The feasible region of MST is larger than MUTSP. That is, every Hamiltonian cycle corresponds to a spanning tree. Indeed, deleting a single edge from a Hamiltonian cycle gives a spanning tree. However, not every spanning tree corresponds to a Hamiltonian cycle. Therefore: \[ \text{optimal MUTSP cost } \ge \text{optimal MST cost}. \]
This leads to two natural questions:
Can we use the MST to a obtain a feasible solution for MUTSP?
How are the values of these solutions related?


Example 10.7 Let’s revisit the graph \(G\) given in Figure 10.4 (a) (also given in Figure 10.5 (a)). This graph has minimum spanning tree \(T\) indicated in Figure 10.5 (b).
10.3.2.3 Building a Tour from a Tree
We can always construct a tour from the minimum spanning tree. - Indeed, choose a cycle that visits all vertices in \(G\) by traversing MST in some order.
- This gives a tour using each MST each exactly twice. However, this tour is not simple.
- We use each edge in the MST twice, so the total cost of this cycle is \[ 2 \times \text{ optimal MST cost}. \]
Example 10.8 Figure 10.4 (a) illustrates this process for the graph \(G\) considered in Example 10.6. The minimum spanning tree is given in Figure 1 (a). The cycle \[ C = (0,5,4,2,1,2,3,2,4,5,0) \] traverses every node and arc in \(G\) exactly twice (see Figure 10.7 (a)).

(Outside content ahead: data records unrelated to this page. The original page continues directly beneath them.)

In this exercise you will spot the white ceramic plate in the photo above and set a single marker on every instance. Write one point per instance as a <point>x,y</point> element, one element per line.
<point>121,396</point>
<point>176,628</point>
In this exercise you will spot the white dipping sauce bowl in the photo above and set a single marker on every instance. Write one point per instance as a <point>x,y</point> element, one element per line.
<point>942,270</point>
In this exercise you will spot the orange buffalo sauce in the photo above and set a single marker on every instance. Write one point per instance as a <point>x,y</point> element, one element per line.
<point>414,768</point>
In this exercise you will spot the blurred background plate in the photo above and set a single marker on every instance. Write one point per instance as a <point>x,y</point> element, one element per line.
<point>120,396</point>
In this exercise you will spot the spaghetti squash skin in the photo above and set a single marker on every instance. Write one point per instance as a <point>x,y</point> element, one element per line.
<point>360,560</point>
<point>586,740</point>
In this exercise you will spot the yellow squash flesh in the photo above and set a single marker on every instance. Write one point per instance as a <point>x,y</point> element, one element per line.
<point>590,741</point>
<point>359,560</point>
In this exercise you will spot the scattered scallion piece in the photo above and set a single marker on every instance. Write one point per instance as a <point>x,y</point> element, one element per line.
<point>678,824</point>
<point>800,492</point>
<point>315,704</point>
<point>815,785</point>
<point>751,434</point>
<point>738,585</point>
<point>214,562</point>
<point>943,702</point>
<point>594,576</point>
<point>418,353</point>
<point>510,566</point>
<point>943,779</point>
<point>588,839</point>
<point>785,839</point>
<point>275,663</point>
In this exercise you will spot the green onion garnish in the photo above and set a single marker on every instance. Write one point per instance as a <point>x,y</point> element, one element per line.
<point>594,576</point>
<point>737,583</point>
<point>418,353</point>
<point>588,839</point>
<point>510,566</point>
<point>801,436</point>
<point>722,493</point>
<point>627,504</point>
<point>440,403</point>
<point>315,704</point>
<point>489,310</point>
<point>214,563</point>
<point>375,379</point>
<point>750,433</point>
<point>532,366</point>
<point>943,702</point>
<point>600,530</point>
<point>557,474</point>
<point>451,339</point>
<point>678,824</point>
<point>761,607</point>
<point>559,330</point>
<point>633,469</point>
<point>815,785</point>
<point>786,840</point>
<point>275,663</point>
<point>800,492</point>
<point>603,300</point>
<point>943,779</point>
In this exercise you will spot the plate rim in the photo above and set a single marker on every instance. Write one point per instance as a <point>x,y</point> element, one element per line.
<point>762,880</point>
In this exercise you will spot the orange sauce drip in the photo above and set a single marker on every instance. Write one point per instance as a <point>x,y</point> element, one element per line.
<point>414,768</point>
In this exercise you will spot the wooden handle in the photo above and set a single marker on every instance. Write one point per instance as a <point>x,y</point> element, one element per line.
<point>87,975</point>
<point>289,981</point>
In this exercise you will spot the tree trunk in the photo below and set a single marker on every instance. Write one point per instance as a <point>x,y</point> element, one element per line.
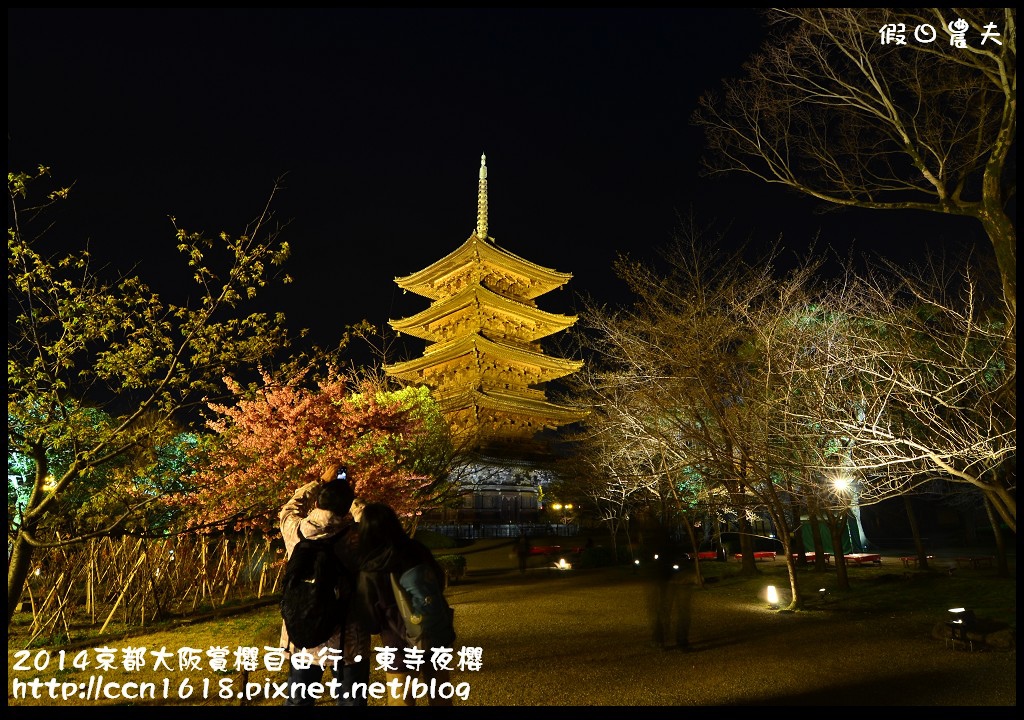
<point>919,544</point>
<point>1003,236</point>
<point>819,546</point>
<point>17,573</point>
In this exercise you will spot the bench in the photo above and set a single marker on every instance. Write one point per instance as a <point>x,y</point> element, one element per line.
<point>976,562</point>
<point>859,558</point>
<point>912,560</point>
<point>761,555</point>
<point>811,556</point>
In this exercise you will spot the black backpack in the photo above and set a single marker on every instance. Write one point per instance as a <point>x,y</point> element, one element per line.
<point>315,592</point>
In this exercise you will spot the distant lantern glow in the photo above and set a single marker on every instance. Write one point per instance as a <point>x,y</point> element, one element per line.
<point>842,482</point>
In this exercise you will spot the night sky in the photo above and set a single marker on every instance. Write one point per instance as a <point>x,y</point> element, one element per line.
<point>377,120</point>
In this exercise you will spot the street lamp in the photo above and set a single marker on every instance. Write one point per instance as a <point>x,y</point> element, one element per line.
<point>563,509</point>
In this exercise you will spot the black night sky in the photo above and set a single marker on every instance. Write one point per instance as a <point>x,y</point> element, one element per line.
<point>377,119</point>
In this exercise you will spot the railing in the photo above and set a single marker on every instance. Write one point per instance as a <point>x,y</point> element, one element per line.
<point>479,531</point>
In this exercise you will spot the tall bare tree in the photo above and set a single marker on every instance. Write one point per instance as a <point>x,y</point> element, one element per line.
<point>837,108</point>
<point>928,389</point>
<point>78,340</point>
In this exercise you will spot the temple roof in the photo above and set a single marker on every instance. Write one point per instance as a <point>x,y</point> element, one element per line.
<point>548,413</point>
<point>478,345</point>
<point>481,258</point>
<point>534,323</point>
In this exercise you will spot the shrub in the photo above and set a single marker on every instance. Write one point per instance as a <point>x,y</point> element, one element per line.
<point>454,566</point>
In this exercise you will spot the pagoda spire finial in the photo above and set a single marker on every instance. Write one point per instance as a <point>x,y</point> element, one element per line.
<point>481,201</point>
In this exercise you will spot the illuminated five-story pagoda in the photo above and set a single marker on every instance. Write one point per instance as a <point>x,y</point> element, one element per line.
<point>485,367</point>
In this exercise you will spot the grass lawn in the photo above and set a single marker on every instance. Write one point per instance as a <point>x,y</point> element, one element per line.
<point>579,637</point>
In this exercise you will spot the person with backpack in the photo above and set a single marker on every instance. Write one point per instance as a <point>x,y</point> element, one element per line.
<point>321,611</point>
<point>387,550</point>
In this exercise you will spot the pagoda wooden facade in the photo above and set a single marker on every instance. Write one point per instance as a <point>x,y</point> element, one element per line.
<point>483,360</point>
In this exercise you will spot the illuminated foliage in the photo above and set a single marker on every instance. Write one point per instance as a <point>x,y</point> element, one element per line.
<point>280,435</point>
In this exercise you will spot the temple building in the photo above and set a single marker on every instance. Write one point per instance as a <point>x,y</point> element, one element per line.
<point>485,367</point>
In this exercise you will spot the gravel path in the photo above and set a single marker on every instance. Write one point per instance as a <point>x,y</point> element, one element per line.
<point>580,638</point>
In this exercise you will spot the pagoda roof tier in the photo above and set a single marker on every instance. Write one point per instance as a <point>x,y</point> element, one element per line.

10.3.2.4 Finding a Simple Tour
We can produce a simple tour, i.e., a Hamiltonian cycle from the tour given by the minimum spanning tree:
- Follow the edges of the not-simple tour until we reach a vertex for the second time.
- Jump to the next unvisited node. Jump to the initial node if there are no unvisited nodes.
Note that this is always possible because \(G\) is complete.
Example 10.9 Let’s consider the graph \(G\) again. We saw in Example 10.8 that \[ C = (0,5,4,2,1,2,3,2,4,5,0) \] is a non-simple tour of \(G\). Traversing this cycle until we reach \(1\), then skipping to the unvisited node \(3\) along edge \(\{1,3\}\), then jumping back to \(0\) via edge \(\{3,0\}\) gives the Hamiltonian cycle \[ H = (0,5,4,2,1, 3, 0). \]


10.3.2.5 Cost of this Hamiltonian Cycle
Recall that the cost function is metric:
- skipping an intermediate node \(k\) on path from \(i\) to \(j\) does not increase the cost of the tour: \[ c_{ij} \le c_{ik} + c_{kj}. \] This implies that the cost of the Hamiltonian cycle computed using the MST has cost at most \(2\) times the cost of the minimum spanning tree.
Example 10.10 In our example, the cost of the Hamiltonian cycle is \[ c(H) = c_{05} + c_{54} + c_{42} + c_{21} + c_{13} + c_{30}. \] However, this graph is metric, so \[\begin{align*} c_{13} & \le c_{12} + c_{23} \\ c_{30} & \le c_{32} + c_{24} + c_{45} + c_{50}. \end{align*}\] This implies that we have \[ c(H) \le c(C) = 2 c(T). \]
10.3.2.6 Summary
In general, this process gives a Hamiltonian cycle \(H\) with cost \[ c(H) \le 2 c(T). \] However, we know that \[ c(T) \le \text{MUTSP optimal value}. \] This implies that \[ c(H) \le 2 \times \text{MUTSP optimal value}. \]
This shows that this algorithm always productes a feasible Hamiltonian cycle with value at most twice the optimal cost. Moreover, the algorithm runs in polynomial time since MST can be solved and we can construct the Hamiltonian cycle from the MST in polynomial time. Therefore, we have a 2-approximate algorithm for MUTSP (\(\alpha=2\)).
10.3.3 TSP in the Non-Metric Case
Theorem 10.1 TSP does not admit an approximation algorithm unless \(\mathbf{P}=\mathbf{NP}\).
Proof Idea: Use reduction to show that the existence of an \(\alpha\)-approximate algorithm for TSP would given an algorithm for any \(\mathbf{NP}\)-complete problem for all \(\alpha\ge 1\).